An undated family photo of Christopher Michaels-Martinez.
An undated family photo of Christopher Michaels-Martinez.

Three days after his only son and five others were killed during a bloody rampage in Isla Vista, Richard Martinez says he may spend the rest of his life trying to stop such tragedies from ever occurring again.

His son, Christopher Michaels-Martinez, 20, of Los Osos was the last victim in a stabbing and shooting spree Friday that left six UC Santa Barbara students dead. Suspect Elliot Rodger, 22, also died of a self-inflicted gunshot.

“I want to make Chris’ death mean something,” Martinez said Monday. “I’ll continue to talk about this issue for the rest of my life, if necessary.”

On Saturday, Martinez told reporters before a news conference that he blamed “craven, irresponsible politicians and the NRA” for his son’s death.

“They talk about gun rights. What about Chris's right to live?” he cried out that day. “When will this insanity stop? When will enough people say, stop this madness! We don’t have to live like this. Too many have died. We should say to ourselves, not one more!”

On Monday, Martinez said some people have called his words on Saturday the railing of a grief-stricken father. Perhaps they were, he said, “but they were not irrational.”

A criminal defense attorney in Santa Maria, Martinez said he isn’t ready to talk in specifics about what changes he will push for, although he has ideas and expects to do that in the future.

“This is a complicated problem,” he said, “It’s a mental health problem, it’s a gun violence problem and it’s a problem of violence against women. My family is not going to forget that he originally was targeting young women. I think something has to be said about that.”

He continued, “There’s a tendency to think that this was a madman and that we can’t do anything about it. I think that’s an easy out. I don’t believe it. I know this is a complicated problem but I do believe it has a solution.”

Martinez said he and Caryn Michaels, a deputy district attorney in San Luis Obispo, separated when Chris was young, but the parents shared custody and have maintained a good relationship. They have been working through the death of their only child together, he said, and have begun making funeral arrangements.

The family also plans to attend a memorial program that UC Santa Barbara has scheduled for 4 p.m. Tuesday.

Michaels has supported Martinez in his doing numerous television and newspaper interviews to talk about their son, he said, although she isn’t ready to speak publicly. 

Martinez said he wants people to know that Chris had a family that cherished him and remembers the good times.

One of those memories was when Chris was a student at Los Ranchos Elementary School in San Luis Obispo. He played soccer and was goalkeeper one day when the opposing team got the ball past him and scored, Martinez recalled.

The next day, Chris was determined to set the record straight while playing forward.

“Chris took the ball and brought it all the way down the field and scored a goal,” he recalled, laughing. “The very next play he did it again.
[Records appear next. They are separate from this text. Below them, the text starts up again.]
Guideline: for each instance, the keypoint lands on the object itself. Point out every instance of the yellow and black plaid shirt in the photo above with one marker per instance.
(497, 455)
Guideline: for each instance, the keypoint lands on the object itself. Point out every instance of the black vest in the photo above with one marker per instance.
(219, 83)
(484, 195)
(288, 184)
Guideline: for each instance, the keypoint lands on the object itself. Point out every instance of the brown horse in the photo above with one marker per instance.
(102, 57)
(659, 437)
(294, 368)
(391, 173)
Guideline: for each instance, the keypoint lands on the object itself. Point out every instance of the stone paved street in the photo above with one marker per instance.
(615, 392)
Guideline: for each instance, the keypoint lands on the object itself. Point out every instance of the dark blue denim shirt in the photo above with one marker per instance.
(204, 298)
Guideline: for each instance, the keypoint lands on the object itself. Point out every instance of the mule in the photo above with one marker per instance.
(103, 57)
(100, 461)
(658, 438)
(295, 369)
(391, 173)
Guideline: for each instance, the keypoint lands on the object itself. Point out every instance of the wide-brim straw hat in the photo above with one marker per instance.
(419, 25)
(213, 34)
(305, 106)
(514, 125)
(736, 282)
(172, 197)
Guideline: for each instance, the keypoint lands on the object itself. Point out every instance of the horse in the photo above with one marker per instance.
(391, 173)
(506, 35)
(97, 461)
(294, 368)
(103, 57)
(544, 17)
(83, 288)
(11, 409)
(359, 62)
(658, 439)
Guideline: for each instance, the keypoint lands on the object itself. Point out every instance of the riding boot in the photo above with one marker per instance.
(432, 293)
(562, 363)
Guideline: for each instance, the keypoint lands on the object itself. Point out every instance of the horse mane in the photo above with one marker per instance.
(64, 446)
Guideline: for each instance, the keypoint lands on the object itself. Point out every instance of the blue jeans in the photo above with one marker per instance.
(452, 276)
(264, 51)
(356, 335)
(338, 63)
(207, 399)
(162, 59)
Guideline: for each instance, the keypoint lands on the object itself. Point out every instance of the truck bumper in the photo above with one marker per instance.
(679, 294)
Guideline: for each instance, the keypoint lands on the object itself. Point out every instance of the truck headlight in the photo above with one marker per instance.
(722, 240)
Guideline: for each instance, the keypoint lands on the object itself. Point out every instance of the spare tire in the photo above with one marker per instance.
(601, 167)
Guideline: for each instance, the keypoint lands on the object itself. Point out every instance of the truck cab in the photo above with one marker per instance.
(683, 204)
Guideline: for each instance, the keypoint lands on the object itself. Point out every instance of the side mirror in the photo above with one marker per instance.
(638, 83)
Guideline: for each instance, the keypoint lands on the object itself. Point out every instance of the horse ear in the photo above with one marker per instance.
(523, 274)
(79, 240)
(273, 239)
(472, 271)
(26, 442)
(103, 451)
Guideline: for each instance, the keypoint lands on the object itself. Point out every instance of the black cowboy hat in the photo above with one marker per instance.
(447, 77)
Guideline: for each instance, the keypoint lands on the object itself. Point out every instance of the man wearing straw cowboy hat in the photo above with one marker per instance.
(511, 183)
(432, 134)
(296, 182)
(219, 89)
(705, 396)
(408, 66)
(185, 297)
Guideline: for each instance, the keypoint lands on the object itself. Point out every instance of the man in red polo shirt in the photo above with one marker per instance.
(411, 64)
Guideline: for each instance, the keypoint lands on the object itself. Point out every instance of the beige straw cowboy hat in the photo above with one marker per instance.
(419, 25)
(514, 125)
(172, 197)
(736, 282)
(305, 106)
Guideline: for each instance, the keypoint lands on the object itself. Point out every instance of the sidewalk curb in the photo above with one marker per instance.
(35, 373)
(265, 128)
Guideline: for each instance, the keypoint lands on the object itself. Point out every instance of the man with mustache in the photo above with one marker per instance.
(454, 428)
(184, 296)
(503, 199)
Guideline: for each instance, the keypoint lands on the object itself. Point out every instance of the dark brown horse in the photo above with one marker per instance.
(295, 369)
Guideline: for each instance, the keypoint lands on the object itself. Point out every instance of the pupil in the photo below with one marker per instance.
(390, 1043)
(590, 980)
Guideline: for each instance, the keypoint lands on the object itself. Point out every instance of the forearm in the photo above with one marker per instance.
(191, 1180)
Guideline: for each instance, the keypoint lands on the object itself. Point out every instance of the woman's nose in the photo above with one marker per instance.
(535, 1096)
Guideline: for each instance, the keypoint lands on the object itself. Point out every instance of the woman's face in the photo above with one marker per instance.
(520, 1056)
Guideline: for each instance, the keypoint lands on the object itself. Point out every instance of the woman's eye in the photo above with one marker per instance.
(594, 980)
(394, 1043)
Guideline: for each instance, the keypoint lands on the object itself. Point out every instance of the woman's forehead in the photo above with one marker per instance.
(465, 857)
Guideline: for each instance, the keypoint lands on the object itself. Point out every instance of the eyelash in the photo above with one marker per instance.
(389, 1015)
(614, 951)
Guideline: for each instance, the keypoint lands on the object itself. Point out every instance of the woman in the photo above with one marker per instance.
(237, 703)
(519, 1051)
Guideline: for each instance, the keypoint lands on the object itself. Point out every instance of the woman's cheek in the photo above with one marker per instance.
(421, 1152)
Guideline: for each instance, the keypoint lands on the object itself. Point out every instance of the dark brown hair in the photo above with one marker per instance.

He was a tremendous competitor.”

That competitiveness and focus also drove him to be an excellent student at Laguna Middle School and San Luis Obispo High School before graduating in 2012 and heading off to UCSB. Friends have said that along with his drive, Chris was a kind and generous spirit.

“People loved him. Everyone loved him,” Martinez said. “They would call us up and tell us he was such a great kid.”

UC Santa Barbara memorial

The university has declared Tuesday as a Day of Mourning and Reflection; classes will not be held.

A 4 p.m. memorial service will be held at Harder Stadium. Students are planning a memorial wall at Pardall Center.

Counseling services are available to students with a hotline number of 805-893-4411.

A call center to handle questions by community members and parents is 805-893-3901.